Guerra fez uma exposição de fotos de postes desordenados e explicou que as imagens justificam a obrigatoriedade da cessão. “Nós devemos, sim, colocar o ‘deve ceder’ porque as distribuidoras não são capazes de resolver isso”, ressaltou o relator.

Foto: Divulgação/Hélvio Guerra
Hélvio Guerra, relator da resolução conjunta de compartilhamento de postes na Aneel, registrou foto de ocupação desordenada em São Paulo | Foto: Divulgação/Hélvio Guerra

O procurador Eduardo Ramalho destacou que a cessão compulsória é “o ponto mais sensível” da resolução conjunta. “Esse direito [de exploração], originalmente, é da distribuidora.  E sendo um direito originalmente da distribuidora, cabe a ela fazer esse gerenciamento. Agora, uma vez que a distribuidora tem essa liberdade de gestão, esse também não é um valor absoluto, porque o contrato diz que essa liberdade pode ser limitada por prescrição legal, prescrição do poder concedente ou da Aneel”, disse.

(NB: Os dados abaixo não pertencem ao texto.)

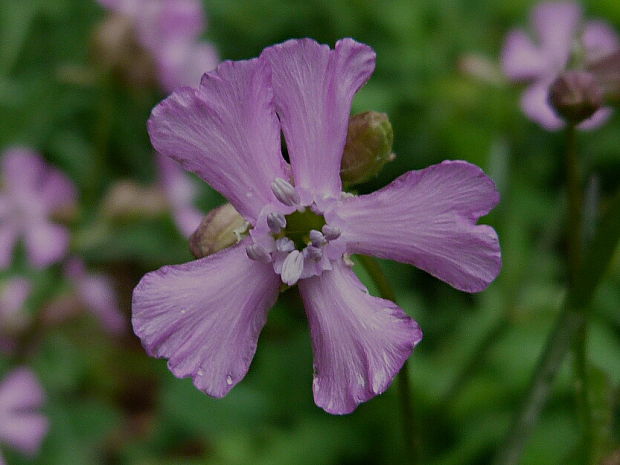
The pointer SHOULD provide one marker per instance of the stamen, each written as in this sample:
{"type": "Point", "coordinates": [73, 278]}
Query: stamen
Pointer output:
{"type": "Point", "coordinates": [276, 221]}
{"type": "Point", "coordinates": [313, 253]}
{"type": "Point", "coordinates": [331, 233]}
{"type": "Point", "coordinates": [285, 192]}
{"type": "Point", "coordinates": [292, 267]}
{"type": "Point", "coordinates": [317, 238]}
{"type": "Point", "coordinates": [284, 244]}
{"type": "Point", "coordinates": [258, 252]}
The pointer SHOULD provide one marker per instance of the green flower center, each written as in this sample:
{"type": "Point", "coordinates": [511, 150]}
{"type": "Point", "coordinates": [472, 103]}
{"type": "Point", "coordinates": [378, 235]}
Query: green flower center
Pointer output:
{"type": "Point", "coordinates": [298, 227]}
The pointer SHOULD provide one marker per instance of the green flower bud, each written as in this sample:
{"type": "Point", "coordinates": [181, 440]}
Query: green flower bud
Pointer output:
{"type": "Point", "coordinates": [116, 49]}
{"type": "Point", "coordinates": [368, 147]}
{"type": "Point", "coordinates": [220, 229]}
{"type": "Point", "coordinates": [127, 200]}
{"type": "Point", "coordinates": [575, 96]}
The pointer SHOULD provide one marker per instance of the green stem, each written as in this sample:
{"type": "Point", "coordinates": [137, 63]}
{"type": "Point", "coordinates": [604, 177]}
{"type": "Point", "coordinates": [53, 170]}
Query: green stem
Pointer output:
{"type": "Point", "coordinates": [387, 292]}
{"type": "Point", "coordinates": [574, 246]}
{"type": "Point", "coordinates": [558, 344]}
{"type": "Point", "coordinates": [570, 329]}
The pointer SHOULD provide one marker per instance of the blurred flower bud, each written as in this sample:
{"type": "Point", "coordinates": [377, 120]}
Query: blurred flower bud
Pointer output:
{"type": "Point", "coordinates": [368, 147]}
{"type": "Point", "coordinates": [117, 50]}
{"type": "Point", "coordinates": [607, 73]}
{"type": "Point", "coordinates": [221, 228]}
{"type": "Point", "coordinates": [575, 96]}
{"type": "Point", "coordinates": [480, 68]}
{"type": "Point", "coordinates": [126, 200]}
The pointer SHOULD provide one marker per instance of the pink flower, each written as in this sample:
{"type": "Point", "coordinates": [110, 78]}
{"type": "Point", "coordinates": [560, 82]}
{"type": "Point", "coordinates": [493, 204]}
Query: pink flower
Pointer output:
{"type": "Point", "coordinates": [205, 316]}
{"type": "Point", "coordinates": [21, 425]}
{"type": "Point", "coordinates": [31, 191]}
{"type": "Point", "coordinates": [557, 26]}
{"type": "Point", "coordinates": [169, 30]}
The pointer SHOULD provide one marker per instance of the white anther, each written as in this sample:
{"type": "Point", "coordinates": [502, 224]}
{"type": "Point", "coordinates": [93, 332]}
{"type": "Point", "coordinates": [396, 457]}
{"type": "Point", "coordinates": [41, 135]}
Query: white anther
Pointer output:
{"type": "Point", "coordinates": [276, 222]}
{"type": "Point", "coordinates": [258, 252]}
{"type": "Point", "coordinates": [284, 244]}
{"type": "Point", "coordinates": [292, 267]}
{"type": "Point", "coordinates": [331, 233]}
{"type": "Point", "coordinates": [285, 192]}
{"type": "Point", "coordinates": [317, 238]}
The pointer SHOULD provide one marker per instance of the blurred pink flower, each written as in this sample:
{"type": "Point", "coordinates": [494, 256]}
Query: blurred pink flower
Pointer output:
{"type": "Point", "coordinates": [558, 28]}
{"type": "Point", "coordinates": [31, 191]}
{"type": "Point", "coordinates": [22, 427]}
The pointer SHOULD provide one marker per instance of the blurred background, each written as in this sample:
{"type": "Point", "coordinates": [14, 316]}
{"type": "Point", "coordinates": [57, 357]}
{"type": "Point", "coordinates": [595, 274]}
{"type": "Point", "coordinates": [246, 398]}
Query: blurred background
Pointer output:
{"type": "Point", "coordinates": [439, 79]}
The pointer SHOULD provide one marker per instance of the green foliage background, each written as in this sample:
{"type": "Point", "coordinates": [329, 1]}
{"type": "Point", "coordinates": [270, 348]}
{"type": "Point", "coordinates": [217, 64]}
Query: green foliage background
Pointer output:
{"type": "Point", "coordinates": [111, 404]}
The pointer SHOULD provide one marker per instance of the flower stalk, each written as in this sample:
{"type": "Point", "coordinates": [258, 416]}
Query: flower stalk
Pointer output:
{"type": "Point", "coordinates": [386, 291]}
{"type": "Point", "coordinates": [570, 329]}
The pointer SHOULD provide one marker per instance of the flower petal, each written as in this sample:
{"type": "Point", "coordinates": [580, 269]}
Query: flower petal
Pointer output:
{"type": "Point", "coordinates": [427, 218]}
{"type": "Point", "coordinates": [46, 243]}
{"type": "Point", "coordinates": [226, 132]}
{"type": "Point", "coordinates": [521, 59]}
{"type": "Point", "coordinates": [555, 24]}
{"type": "Point", "coordinates": [599, 40]}
{"type": "Point", "coordinates": [205, 316]}
{"type": "Point", "coordinates": [535, 105]}
{"type": "Point", "coordinates": [182, 63]}
{"type": "Point", "coordinates": [313, 88]}
{"type": "Point", "coordinates": [360, 342]}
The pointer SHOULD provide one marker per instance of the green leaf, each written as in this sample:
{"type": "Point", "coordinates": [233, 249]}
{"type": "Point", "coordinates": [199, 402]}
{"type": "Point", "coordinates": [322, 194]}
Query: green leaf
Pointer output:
{"type": "Point", "coordinates": [601, 400]}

“O que nós temos que avaliar sempre é: dado que a regra é a liberdade da distribuidora de gerir um negócio, se é necessário uma intervenção regulatória pra gente restringir essa liberdade”, disse o procurador.

‘Improviso’

O autor do pedido de vistas, Fernando Luiz Mosna, entende que “é possível tentar explorar um caminho intermediário”. “Nós já tivemos a oportunidade de ter uma consulta pública aberta, há anos, e nesse momento nos estamos fechando.  E se for para fechar em improviso, é melhor não fechar nesse momento”, defendeu Mosna.

O diretor-geral da Aneel, Sandoval Feitosa, embora não tenha anunciado expressamente sua posição, manifestou “preocupação” com a relação entre a proposta apresentada e as contribuições da consulta pública. “De 848 contribuições, apenas seis foram aceitas. E aqui nós estamos trazendo pelo menos duas novas perspectivas [artigo 5º e 32] que não estavam na consulta pública e de alguma forma me traz uma preocupação”, disse Feitosa.

Prazo para reanálise

De acordo com o regimento da Aneel, o diretor que pede vistas deve liberar o processo para a pauta até a oitava reunião ordinária subsequente, podendo solicitar a prorrogação de prazo adicional, cabendo à Diretoria Colegiada decidir a respeito.

Ainda de acordo com a norma, caso não seja incluído em pauta, o processo será automaticamente inscrito na pauta da nona reunião ordinária subsequente ao pedido de vista.

Ao longo da discussão sobre o compartilhamento de postes, a Anatel reforçou que a resolução dos postes, por ser conjunta, só será adotada com o aval de ambas diretorias.